An organization staffed almost entirely by immigrants and first-generation Americans, we at GrubStreet are as keenly aware of the sheer breadth of "the immigrant experience" as we are the crucial contribution immigrants make to American arts, culture, and society. In defiance of an ethics of exclusion, we’re curating a series of immigrant stories that celebrate and illuminate the plurality of immigrant life. This installment comes from Neighborhood Programs Fellow and Grub Instructor Denise Delgado. Teen writers can catch Denise leading two summer camps: Flash Fiction Mini Camp for Teens, and August Week of Creative Writing for Teens. Adult writers, work with Denise this fall in her six-week course, Jumpstart Your Writing.
They came here in one-way leaps. My father and uncle, Zenén Darío and Nelson, were born in Pinar del Rio, Cuba. At the time, a corrupt and repressive government ruled the country, and about a decade after their births, they saw that government dismantled by revolution. But hope gave way to fear, and by 1961 something called Operation Peter Pan was happening.

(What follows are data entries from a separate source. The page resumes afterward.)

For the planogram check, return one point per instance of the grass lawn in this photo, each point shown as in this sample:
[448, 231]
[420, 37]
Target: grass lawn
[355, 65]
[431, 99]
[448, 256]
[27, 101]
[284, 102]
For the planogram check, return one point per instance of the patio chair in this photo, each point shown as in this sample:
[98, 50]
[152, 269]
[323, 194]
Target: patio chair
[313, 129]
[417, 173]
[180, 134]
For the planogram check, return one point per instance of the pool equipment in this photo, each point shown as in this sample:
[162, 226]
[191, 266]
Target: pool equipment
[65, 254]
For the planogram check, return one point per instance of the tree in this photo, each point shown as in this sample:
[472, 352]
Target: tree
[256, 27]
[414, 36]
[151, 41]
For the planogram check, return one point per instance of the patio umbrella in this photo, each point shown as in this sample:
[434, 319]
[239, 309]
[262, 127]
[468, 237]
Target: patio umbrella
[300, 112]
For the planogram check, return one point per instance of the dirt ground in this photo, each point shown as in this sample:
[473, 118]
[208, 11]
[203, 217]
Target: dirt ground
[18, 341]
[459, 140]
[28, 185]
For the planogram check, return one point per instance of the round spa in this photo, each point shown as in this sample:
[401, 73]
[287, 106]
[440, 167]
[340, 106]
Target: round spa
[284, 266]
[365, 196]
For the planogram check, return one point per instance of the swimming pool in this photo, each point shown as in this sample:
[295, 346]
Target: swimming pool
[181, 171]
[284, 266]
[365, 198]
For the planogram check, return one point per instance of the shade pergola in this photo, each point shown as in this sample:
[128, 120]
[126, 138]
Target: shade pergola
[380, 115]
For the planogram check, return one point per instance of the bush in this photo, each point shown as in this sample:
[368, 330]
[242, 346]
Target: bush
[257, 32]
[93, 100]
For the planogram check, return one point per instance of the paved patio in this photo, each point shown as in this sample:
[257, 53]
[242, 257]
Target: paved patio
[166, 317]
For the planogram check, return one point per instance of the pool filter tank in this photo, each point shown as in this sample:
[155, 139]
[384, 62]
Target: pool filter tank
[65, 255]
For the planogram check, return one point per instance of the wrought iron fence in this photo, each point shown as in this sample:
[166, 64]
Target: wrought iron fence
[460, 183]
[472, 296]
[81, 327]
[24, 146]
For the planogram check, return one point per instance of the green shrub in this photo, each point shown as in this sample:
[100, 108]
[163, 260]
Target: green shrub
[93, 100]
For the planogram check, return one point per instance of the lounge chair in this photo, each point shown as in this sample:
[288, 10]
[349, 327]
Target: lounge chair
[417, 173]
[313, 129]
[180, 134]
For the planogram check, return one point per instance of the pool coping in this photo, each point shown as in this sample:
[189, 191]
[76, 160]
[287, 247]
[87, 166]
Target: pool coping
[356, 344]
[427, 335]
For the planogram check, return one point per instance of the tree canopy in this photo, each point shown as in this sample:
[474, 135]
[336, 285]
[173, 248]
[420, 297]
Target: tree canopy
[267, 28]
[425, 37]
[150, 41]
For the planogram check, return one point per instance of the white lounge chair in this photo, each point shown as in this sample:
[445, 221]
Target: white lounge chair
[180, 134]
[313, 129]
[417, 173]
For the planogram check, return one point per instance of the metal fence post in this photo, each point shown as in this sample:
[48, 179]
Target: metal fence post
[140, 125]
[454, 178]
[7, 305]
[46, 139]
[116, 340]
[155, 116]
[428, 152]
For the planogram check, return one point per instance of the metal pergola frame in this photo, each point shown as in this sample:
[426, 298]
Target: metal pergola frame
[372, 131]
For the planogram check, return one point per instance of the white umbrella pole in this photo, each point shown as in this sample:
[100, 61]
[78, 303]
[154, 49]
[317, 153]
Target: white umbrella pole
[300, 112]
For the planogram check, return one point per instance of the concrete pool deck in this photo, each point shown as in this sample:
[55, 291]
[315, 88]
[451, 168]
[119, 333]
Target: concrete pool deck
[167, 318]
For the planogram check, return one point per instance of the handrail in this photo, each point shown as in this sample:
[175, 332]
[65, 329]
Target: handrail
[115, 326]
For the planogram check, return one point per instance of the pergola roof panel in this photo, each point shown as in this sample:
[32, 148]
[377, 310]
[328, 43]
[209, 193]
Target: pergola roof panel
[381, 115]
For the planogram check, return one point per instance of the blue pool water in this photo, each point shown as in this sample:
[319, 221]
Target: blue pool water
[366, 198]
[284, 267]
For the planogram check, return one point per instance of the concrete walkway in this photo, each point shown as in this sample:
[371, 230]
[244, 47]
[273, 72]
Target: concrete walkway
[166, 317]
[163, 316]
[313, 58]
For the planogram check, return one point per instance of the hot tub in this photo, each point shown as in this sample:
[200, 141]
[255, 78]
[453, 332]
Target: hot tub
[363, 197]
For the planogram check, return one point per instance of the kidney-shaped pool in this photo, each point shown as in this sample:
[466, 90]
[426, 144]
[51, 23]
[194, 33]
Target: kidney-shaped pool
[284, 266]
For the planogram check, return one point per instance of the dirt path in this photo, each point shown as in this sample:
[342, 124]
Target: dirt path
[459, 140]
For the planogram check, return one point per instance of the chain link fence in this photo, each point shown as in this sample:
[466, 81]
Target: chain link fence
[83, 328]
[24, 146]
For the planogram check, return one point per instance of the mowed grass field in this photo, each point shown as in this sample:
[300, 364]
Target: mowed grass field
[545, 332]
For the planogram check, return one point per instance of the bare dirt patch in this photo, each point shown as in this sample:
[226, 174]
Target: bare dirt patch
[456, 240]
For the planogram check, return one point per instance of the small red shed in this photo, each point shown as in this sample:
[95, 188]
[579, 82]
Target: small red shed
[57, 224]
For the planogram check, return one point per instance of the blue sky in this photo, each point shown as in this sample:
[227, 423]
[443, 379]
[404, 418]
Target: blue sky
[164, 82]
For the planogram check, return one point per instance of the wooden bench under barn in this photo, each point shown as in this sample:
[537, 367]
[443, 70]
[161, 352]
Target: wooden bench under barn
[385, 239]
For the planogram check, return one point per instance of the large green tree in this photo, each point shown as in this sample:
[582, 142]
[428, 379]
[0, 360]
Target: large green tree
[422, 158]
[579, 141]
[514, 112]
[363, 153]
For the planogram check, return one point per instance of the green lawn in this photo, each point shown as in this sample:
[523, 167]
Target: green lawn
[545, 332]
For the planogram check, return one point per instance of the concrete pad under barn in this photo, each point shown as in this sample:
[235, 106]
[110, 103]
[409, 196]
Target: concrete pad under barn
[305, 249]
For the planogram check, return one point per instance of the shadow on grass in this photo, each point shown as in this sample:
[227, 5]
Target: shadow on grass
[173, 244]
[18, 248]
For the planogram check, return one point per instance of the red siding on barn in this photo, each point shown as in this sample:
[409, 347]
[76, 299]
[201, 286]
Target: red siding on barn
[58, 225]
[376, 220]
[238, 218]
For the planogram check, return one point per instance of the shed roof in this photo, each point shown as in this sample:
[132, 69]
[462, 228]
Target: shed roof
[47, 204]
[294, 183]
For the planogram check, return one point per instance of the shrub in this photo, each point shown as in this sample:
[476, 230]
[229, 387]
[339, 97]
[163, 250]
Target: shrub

My father and uncle were among thousands of children whose parents put them on planes to the U.S. to escape the harm they believed would surely come. At ages eleven and thirteen they came to Miami to live with the family of my grandfather’s former boss and work paper routes.
Their mother, my grandmother, Carmen, came alone to the U.S. at forty, the same age I am now, to reunite with her children, clean hotel rooms, and babysit. My grandfather, Senén Ismael, had trouble securing a visa and came to Miami five years later. He worked first at a tennis shoe factory, then as a hotel bellhop into his seventies.
“Our story isn’t special,” he told me once. “We’re not different from most people.” But both my father and uncle shattered in their thirties. Both drank; my father began to terrorize his family; my uncle abandoned his. Both passed away many years before their time. Did anything happen to them as children, I always wondered, beyond the separation from their parents? Beyond that ordinary trauma of improvising a new life in strange country, cut off from every familiar thing?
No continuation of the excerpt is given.